I looked to Zak. The door was right there. We could get out if it if we had to. But Zak's eyes were as wide as saucers. I had seen that look before in the short time we had been together. He was starting to really like the place. The lizards, the incense, the statues, it all added up to Zak's idea of an adventure. We had come this far, so I decided to give Mukta the benefit of the doubt. For now. Besides, it was really raining hard. A short sit-down wouldn’t hurt anyone.
“Please,” Mukta said, indicating a cushion on the floor.
I sat cross-legged, Zak doing the same. We watched as Mukta shook his head and shoulders out, loosening up as if preparing for a performance. Once he was limber he picked up a pipe from the floor. It looked like the kind of instrument a snake charmer would use. But I didn’t believe that people still charmed snakes. I mean, I know they used to, but not anymore. Once Mukta had the pipe in hand he pushed a large ornately decorated brass pot into the middle of the hut, removing its lid.
Zak leaned forward to look inside the pot. Then he leaned back. I glanced at Zak. He was biting his lower lip like he was nervous or something. I leaned forward to look into the pot myself. Up close I could see that the intricately cast pot was dark inside. There was something in the bottom of it that looked like water or oil. But there was also something else, something lining the interior. Whatever was inside, it shimmered as if it was moving. My heart skipped a beat. Then I moved slowly backward. Now I knew what was in the pot and it wasn’t water. It was a snake: not the tame pinkish, translucent variety either. It was a king cobra, one of the most dangerous, most venomous, snakes alive. As I returned to my cross-legged position, the shimmering black cobra peered out of the pot at me. I felt a hole grow in my stomach as the cobra stared at me with its flared hood and piercing yellow eyes, its flickering forked tongue tasting the air.
8
THE MONKEY MAN'S TALE
My heart caught in my throat, but I refused to panic. Even though I really hated snakes, I didn’t have to let the cobra know that. There was, however, no shame in inching backward a little closer to the door. If we had to get out of there, we’d be that much nearer to freedom. Mukta blew on the snake charmer’s pipe and a reedy tune echoed through the hut, the big black cobra rising out of the pot as the pipe swayed back and forth. I remembered reading that the cobras responded not to the music, but to the movement of the pipe. If that was the case, then this snake would be moving twice as fast, because it wasn’t just the pipe that was moving, it was Mukta. His whole body danced with the flickering flames as he played. After blowing a long reedy tune, Mukta spoke.

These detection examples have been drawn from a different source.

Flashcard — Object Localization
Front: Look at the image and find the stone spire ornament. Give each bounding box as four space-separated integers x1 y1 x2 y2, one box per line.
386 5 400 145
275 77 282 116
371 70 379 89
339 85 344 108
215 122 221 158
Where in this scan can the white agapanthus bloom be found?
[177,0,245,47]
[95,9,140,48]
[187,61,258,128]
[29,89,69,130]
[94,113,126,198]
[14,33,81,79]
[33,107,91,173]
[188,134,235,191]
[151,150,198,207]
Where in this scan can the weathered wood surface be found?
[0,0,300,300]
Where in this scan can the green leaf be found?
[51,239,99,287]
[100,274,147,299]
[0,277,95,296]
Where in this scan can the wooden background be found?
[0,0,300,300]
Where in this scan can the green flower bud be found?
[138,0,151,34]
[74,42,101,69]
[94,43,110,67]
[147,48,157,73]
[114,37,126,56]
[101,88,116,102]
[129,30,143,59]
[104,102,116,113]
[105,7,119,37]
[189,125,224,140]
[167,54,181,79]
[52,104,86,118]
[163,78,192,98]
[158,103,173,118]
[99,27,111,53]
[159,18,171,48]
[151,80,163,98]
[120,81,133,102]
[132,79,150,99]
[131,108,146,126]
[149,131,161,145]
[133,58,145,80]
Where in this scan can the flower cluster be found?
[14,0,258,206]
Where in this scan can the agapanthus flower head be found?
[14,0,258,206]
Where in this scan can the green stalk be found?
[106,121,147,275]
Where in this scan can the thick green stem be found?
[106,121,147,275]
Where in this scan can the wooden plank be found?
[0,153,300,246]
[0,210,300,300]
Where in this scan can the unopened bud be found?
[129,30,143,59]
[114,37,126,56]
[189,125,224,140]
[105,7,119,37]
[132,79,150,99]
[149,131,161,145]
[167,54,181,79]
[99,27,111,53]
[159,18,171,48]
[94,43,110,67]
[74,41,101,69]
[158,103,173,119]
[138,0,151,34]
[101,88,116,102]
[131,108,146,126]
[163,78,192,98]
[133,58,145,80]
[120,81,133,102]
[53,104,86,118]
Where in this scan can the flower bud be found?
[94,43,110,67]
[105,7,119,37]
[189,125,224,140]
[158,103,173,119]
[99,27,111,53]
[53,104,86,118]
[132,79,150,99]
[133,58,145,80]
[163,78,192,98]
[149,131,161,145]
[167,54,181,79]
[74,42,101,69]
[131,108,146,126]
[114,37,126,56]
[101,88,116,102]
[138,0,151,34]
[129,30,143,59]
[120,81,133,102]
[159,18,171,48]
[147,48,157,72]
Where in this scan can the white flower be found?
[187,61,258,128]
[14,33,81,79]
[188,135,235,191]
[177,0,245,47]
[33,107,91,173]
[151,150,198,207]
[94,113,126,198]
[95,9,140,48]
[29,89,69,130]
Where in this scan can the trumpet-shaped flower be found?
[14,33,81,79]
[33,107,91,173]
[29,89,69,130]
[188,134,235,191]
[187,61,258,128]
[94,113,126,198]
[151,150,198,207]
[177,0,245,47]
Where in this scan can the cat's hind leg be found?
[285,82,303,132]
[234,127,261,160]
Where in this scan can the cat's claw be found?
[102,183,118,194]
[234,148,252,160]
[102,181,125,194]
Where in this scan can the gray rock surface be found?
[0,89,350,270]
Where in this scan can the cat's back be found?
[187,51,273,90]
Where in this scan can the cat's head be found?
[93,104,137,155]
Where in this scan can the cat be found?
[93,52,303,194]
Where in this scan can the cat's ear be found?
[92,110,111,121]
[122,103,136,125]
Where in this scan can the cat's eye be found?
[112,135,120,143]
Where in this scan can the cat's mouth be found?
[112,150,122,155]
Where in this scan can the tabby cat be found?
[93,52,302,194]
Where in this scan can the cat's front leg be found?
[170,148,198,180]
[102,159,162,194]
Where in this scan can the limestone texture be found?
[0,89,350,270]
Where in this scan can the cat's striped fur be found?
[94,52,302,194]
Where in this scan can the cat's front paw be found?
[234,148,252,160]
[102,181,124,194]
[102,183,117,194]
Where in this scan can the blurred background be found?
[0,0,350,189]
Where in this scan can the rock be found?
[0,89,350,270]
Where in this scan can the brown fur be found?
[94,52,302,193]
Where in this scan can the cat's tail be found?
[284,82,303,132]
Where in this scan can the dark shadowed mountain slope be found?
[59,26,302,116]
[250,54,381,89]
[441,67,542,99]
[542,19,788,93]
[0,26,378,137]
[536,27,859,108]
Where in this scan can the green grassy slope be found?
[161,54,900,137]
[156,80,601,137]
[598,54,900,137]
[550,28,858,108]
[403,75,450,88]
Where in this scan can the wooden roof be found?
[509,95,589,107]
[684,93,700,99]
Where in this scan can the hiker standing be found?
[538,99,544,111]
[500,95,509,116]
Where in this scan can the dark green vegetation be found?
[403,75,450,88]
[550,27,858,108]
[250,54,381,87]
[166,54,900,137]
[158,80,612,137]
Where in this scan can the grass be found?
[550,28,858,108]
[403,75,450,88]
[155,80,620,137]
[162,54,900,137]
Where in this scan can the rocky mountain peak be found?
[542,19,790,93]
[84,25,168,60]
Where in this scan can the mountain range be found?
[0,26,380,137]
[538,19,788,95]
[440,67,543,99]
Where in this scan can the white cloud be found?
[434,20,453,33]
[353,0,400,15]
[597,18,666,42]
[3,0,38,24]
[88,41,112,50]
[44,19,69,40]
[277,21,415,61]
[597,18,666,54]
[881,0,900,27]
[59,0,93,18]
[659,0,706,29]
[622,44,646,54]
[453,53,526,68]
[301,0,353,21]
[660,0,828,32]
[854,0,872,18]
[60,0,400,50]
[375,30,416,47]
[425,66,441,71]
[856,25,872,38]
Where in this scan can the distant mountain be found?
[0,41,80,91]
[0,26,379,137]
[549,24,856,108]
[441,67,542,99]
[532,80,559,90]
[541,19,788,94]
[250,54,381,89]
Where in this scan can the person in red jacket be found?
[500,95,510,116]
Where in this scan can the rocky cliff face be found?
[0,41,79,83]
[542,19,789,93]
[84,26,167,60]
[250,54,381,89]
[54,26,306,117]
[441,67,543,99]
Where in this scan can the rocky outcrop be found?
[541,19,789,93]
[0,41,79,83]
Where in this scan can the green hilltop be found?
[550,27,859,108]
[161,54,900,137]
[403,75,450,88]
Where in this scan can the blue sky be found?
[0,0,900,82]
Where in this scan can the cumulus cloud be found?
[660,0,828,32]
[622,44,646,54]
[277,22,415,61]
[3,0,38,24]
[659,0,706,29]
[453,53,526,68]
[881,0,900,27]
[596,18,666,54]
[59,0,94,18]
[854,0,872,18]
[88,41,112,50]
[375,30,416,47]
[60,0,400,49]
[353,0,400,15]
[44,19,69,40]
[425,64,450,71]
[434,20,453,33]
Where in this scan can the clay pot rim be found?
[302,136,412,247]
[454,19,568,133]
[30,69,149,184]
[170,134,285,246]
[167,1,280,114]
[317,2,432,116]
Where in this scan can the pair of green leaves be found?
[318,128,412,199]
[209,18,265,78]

“Many moons ago was the time of the Vanaras,” Mukta said. “The Vanaras were the size of men, but the shape of monkeys. They lived in the forest among their own kind. Most Vanaras were brave and strong and loyal, but some were not.”
The king cobra undulated back and forth with Mukta’s body, its hood flared. It was weird sitting there, so close to the snake, but what was weirder was the oily residue in the bottom of the pot. The oily stuff seemed to have crept up the edges of the pot so that it now filled it to the brim. Looking into the pot from where I sat, I saw the flames of the fire and the smoke of the incense reflected on its surface. But I also saw something else. What looked like a jungle appeared in the oily reflection. In the jungle, a man-sized monkey with enormous yellow fangs leapt from tree to tree as flames erupted from a burning lake.
The reedy tune faded out as Mukta spoke again. “One very evil Vanara we will call the Monkey Man. The Monkey Man was different from the other Vanaras. He had great power. His tail was very strong. He could move earthly things with his mind. He could make fire rain down from the sky.”
The reflection of the jungle inside the brass pot washed away to reveal a new reflection of a beautiful woman bathing in a dark lagoon. The woman had long dark hair, but I couldn’t see her face. She wore a blue sari. A spotted blue butterfly fluttered above the lagoon.
“What the Monkey Man wanted, he took. What the Monkey Man saw, he wanted.”
Leering at the woman from the undergrowth was the half-human, half-animal Monkey Man. If that’s what a Vanara looked like, I didn’t want to meet one. The Monkey Man’s eyes glowed red and he looked mean — nastier than anything I had ever seen. I felt the need to interrupt, Mukta. It was a habit I had. When something came to mind, I just had to say it, and I thought I knew who this Monkey Man was. It was the god drawn in mosaic on the bottom of the swimming pool back at the hotel. He was in the chapter of the India book I had skimmed over.
“Are you talking about Hanuman, the monkey god?” I asked.
Mukta stopped dancing. He didn’t say anything for a long moment and I was pretty sure he hadn’t liked the question.
“No, Mud Devil. I am not discussing Hanuman here,” Mukta said. “Hanuman is a great god who was born of a Vanara mother. That is where the similarity ends.” Mukta lowered his voice. “The Monkey Man is a great embarrassment to Hanuman and all Vanaras. Most Vanaras wish the Monkey Man had never been born. But he was born and his followers have grown to many. That is why you must listen to my story. The story will answer your questions.”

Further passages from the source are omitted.